US 11,704,602 B2
	Method for serving parameter efficient NLP models through adaptive architectures
Terrence J. Torres, Mountain View, CA (US); Tharathorn Rimchala, San Francisco, CA (US); and Andrew Mattarella-Micke, Mountain View, CA (US)
Assigned to Intuit Inc., Mountain View, CA (US)
Filed by Intuit Inc., Mountain View, CA (US)
Filed on Jan. 2, 2020, as Appl. No. 16/732,869.
Prior Publication US 2021/0209513 A1, Jul. 8, 2021
Int. Cl. G06F 40/126 (2020.01); G06N 20/20 (2019.01); G06F 40/284 (2020.01)

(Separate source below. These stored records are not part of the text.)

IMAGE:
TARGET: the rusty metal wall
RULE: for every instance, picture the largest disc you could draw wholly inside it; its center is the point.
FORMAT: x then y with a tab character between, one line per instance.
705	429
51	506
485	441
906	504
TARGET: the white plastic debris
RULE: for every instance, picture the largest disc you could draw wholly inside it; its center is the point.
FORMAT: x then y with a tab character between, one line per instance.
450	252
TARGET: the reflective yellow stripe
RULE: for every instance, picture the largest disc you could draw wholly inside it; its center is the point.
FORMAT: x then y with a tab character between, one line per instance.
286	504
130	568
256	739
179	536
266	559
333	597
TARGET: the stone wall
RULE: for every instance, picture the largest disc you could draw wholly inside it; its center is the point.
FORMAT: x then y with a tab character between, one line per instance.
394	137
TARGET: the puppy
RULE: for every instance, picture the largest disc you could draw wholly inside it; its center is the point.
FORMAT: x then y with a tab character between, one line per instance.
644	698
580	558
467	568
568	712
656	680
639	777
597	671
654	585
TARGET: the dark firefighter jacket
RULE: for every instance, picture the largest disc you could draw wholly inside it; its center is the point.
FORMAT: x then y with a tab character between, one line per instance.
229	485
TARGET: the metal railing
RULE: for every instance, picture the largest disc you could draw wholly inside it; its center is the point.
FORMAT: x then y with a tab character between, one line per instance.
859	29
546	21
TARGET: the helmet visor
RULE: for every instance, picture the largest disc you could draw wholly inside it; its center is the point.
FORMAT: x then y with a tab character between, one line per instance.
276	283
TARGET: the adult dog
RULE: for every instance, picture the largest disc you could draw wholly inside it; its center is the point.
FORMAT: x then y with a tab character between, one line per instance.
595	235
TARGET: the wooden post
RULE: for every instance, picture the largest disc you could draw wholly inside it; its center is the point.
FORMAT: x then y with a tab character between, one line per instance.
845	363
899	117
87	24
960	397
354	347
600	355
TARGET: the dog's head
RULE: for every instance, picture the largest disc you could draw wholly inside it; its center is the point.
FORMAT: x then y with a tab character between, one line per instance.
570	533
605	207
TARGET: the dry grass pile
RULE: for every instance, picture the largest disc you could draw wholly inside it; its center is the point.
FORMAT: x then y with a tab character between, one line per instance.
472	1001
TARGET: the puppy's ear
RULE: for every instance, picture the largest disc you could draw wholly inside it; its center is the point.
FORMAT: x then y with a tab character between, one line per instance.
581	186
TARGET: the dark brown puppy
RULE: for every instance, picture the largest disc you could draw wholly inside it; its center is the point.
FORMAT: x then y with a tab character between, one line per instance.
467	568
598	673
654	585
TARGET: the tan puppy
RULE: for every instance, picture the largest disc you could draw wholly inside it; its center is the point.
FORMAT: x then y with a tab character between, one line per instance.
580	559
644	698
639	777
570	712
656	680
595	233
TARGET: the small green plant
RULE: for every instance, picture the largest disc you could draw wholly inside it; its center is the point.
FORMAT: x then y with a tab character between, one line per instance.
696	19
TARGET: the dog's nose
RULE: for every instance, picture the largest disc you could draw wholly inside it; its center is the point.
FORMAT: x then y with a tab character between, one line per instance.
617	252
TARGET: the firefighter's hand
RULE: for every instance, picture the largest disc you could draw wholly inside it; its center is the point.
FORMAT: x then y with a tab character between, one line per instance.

CPC G06N 20/20 (2019.01) [G06F 40/126 (2020.01); G06F 40/284 (2020.01)]

18 Claims

1. A method for providing a variety of natural language processing (NLP) models during runtime, comprising:

receiving a first input data comprising a first input text and a first task type, the first task type specifying one or more target NLP task types to be performed on the first input text;

dynamically generating a first model tuned to generate predictions for a first NLP task having the first task type, the generating comprising integrating, into a base model during runtime, a first model artifact comprising one or more adapter layers specific to the first task type;

generating, during the same runtime and based on processing the first input text with the first model generated during the same runtime, a prediction for the first NLP task;

providing the prediction to one or more application instances,

receiving a second input data comprising a second input text and a second task type, the second task type specifying one or more target NLP task types to be performed on the second input text, wherein the second task type is different from the first task type;

generating, during the same runtime, a second model tuned to generate predictions for a second NLP task having the second task type, the generating comprising dynamically exchanging the first model artifact with a second model artifact comprising one or more adapter layers specific to the second task type;

generating, during the same runtime, a second prediction for the second NLP task by processing the second input text using the second model; and

distributing the second prediction to the one or more application instances.